Revue De Presse : Arkéo Junior.

                                         Je me fais régulièrement l'écho sur ce blog des parutions presse qui traitent de l'antiquité romaine et qui me semblent intéressantes. Il n'existe pas un nombre infini de magazines dédiés à l'Histoire, et encore moins à l'Histoire antique, mais des revues telles que "Histoire Antique Et Médiévale", "Historia" ou "Archéo Théma" méritent d'être citées pour la grande qualité des dossiers qu'elles publient, aussi passionnants qu'érudits. Mais cette fois-ci, je vais faire une infidélité à mes magazines de référence - et quelque chose me dit que ce ne sera pas la dernière.

                                         Encore que... Derrière la parution que je m'apprête à vous présenter se cachent les éditions Faton, qui publient déjà l'excellent "Archéologia" ou encore "Les Dossiers De L'Archéologie" : nous sommes dont en terrain connu. Mais "Archéo Théma" est une revue "pointue", qui se réfère souvent à l'archéologie, à l'épigraphie et aux études les plus exigeantes, au point qu'il faut parfois s'accrocher... Ce n'est pas le cas de "Archéo Junior" qui, comme son nom l'indique, s'adresse à des lecteurs plus jeunes - disons, 8 / 15 ans. Elle se veut donc simple et accessible, tant dans le style de l'écriture que dans le propos, ce qui n'exclue pas pour autant le sérieux et l'exactitude historique.


© 2013 Éditions Faton.


                                         Pour être totalement honnête, c'est la première fois que je m'aventure à ouvrir cette revue - même si je l'avais déjà remarquée à plusieurs reprises.
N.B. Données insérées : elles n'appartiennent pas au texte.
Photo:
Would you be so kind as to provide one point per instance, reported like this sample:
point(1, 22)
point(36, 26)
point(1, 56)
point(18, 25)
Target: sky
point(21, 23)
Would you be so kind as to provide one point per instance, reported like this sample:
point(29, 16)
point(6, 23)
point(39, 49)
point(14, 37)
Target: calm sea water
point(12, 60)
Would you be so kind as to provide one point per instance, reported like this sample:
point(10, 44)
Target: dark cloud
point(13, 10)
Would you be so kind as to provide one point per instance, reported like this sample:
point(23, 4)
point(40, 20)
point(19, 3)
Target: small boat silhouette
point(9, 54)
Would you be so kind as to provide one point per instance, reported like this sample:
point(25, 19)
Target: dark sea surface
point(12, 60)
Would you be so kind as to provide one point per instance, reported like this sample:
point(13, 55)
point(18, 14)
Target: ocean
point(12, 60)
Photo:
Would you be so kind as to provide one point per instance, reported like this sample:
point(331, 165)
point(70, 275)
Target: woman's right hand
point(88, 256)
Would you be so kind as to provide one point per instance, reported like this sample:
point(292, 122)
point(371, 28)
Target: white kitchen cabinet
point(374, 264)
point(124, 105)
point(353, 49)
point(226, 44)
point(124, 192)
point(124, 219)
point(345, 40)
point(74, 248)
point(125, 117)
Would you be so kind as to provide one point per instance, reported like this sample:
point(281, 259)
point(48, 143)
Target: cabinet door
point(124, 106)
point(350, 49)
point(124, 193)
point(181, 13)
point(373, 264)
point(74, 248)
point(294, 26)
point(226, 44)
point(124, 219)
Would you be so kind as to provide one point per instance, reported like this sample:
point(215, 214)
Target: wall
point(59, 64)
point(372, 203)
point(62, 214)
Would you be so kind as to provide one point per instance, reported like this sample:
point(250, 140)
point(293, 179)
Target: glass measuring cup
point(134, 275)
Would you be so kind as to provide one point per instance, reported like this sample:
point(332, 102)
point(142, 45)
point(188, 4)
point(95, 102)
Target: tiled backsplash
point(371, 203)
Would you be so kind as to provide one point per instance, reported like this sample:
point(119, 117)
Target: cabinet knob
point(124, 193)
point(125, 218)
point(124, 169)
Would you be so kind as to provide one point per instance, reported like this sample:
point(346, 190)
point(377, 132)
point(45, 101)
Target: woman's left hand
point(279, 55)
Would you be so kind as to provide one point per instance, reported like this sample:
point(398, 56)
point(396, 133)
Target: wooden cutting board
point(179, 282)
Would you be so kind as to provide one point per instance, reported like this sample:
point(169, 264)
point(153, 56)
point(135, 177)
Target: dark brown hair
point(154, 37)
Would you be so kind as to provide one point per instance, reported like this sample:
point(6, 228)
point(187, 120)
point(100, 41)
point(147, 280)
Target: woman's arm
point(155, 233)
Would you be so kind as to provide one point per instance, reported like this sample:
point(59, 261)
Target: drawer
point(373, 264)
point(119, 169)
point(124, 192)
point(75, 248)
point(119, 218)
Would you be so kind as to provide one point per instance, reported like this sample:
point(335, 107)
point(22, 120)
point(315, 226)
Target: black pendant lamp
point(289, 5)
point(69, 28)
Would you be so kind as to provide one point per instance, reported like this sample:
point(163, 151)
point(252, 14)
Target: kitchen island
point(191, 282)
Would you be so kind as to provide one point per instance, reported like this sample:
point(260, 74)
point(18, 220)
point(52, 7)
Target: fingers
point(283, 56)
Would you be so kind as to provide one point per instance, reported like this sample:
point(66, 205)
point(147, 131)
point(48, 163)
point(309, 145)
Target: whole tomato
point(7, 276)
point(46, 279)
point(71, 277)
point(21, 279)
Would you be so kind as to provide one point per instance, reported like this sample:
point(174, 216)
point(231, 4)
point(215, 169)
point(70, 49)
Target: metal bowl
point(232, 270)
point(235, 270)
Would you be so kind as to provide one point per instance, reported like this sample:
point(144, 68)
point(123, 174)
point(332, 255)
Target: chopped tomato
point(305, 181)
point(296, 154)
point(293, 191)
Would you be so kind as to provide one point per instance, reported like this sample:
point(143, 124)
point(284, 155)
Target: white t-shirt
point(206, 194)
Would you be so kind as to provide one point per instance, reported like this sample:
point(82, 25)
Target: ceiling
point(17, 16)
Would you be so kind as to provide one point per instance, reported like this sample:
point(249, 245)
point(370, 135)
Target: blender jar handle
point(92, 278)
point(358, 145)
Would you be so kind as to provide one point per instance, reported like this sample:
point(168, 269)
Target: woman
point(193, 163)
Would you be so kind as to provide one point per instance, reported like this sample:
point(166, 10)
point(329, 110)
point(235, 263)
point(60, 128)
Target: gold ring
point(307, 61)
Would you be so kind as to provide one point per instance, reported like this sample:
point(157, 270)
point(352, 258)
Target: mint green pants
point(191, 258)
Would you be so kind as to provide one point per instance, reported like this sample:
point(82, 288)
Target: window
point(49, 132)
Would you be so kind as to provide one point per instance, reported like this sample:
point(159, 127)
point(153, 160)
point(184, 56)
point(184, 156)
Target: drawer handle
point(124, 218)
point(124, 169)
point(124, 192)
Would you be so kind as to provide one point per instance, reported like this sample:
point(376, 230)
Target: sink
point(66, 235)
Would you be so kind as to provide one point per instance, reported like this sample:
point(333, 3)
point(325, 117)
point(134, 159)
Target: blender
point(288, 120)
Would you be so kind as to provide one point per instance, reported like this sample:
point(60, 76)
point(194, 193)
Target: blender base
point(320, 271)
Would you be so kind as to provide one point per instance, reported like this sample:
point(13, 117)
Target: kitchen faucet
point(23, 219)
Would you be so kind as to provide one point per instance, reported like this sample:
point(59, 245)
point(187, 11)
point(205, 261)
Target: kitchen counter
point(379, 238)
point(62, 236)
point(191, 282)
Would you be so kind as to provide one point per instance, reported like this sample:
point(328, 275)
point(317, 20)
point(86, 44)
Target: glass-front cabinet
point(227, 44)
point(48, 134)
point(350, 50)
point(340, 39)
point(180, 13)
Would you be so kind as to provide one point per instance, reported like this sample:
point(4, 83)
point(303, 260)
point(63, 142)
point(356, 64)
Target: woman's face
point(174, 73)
Mais je ne pouvais pas faire l'impasse sur le numéro du mois de Janvier, qui promettait en couverture un article sur Tibère, mon Empereur chouchou ! Sitôt dit, sitôt fait : me voilà donc plongée dans la lecture de ce magazine jeunesse. Ce qui n'est pas glorieux, passés 30 ans... Et bien, malgré tout, cette lecture m'a enthousiasmée, bien plus que je ne l'aurais cru. Pourtant, la partie était loi d'être gagnée car, lorsqu'on prétend aborder le règne du deuxième empereur Julio-Claudien, j'ai tendance à me montrer intraitable - et, je dois bien l'avouer, d'une certaine mauvaise foi...
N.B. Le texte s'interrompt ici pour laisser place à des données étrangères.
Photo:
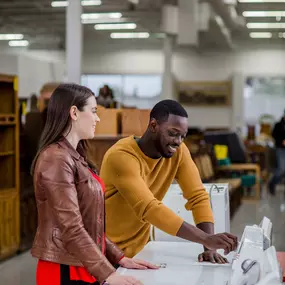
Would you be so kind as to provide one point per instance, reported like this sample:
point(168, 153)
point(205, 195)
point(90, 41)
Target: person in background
point(278, 134)
point(106, 97)
point(138, 171)
point(70, 241)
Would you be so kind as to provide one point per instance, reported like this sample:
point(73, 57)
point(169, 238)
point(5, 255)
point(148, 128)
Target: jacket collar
point(75, 153)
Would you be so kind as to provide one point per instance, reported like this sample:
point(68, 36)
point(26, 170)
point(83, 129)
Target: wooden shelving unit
point(9, 167)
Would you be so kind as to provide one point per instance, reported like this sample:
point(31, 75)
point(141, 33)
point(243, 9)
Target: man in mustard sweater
point(138, 172)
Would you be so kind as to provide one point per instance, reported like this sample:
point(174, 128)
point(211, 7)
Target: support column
point(74, 41)
point(167, 81)
point(237, 114)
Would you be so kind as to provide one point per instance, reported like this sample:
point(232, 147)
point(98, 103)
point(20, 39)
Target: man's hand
point(212, 256)
point(225, 241)
point(136, 264)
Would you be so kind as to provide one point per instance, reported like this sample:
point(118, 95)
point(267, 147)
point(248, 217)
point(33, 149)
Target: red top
point(52, 270)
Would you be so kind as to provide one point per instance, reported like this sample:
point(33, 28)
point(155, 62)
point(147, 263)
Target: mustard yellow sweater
point(135, 186)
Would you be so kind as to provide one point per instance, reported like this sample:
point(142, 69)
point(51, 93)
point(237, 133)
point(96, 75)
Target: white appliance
point(254, 263)
point(219, 198)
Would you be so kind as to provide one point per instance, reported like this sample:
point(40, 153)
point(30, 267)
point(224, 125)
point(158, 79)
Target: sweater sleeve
point(193, 190)
point(124, 172)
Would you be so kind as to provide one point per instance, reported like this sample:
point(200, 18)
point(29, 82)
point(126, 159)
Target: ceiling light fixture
point(265, 35)
point(22, 43)
point(103, 21)
point(116, 26)
point(93, 16)
point(266, 25)
point(140, 35)
point(261, 1)
point(5, 37)
point(61, 4)
point(263, 13)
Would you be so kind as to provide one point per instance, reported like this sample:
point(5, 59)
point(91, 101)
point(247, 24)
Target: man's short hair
point(164, 108)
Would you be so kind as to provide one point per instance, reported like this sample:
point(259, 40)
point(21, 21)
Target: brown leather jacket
point(71, 213)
                                         Or, je suis comblée ! Ce portrait de Tibère, qui court sur une dizaine de pages, se révèle très agréable à lire, d'une neutralité remarquable (et dont feraient bien de s'inspirer certains articles "pour adultes".), tout à la fois d'une grande simplicité et d'une grande précision. Il propose une biographie complète, une description physique et psychologie de l'homme, et une présentation brève mais pertinente de son règne. S'adressant à de jeunes lecteurs, l'article est évidemment condensé, et rédigé en termes très accessibles - les notions plus complexes (comme le Sénat, la rhétorique ou le cursus honorum) étant brièvement définies en marge. Pour autant, il ne fait nullement l'impasse sur les aspects les plus sombres de la personnalité de Tibère, et l'analyse est excellente, et compréhensible pour des enfants. La présentation du dossier en elle-même est extrêmement attrayante car il est abondamment illustré de photos et de dessins, avec en prime une petite fiche d'identité et un arbre généalogique bienvenu. Très franchement, c'est un des meilleurs articles que j'aie lu sur le sujet. Avec, en guise de cerise sur le gâteau, deux pages de jeux centrés sur l'Empereur.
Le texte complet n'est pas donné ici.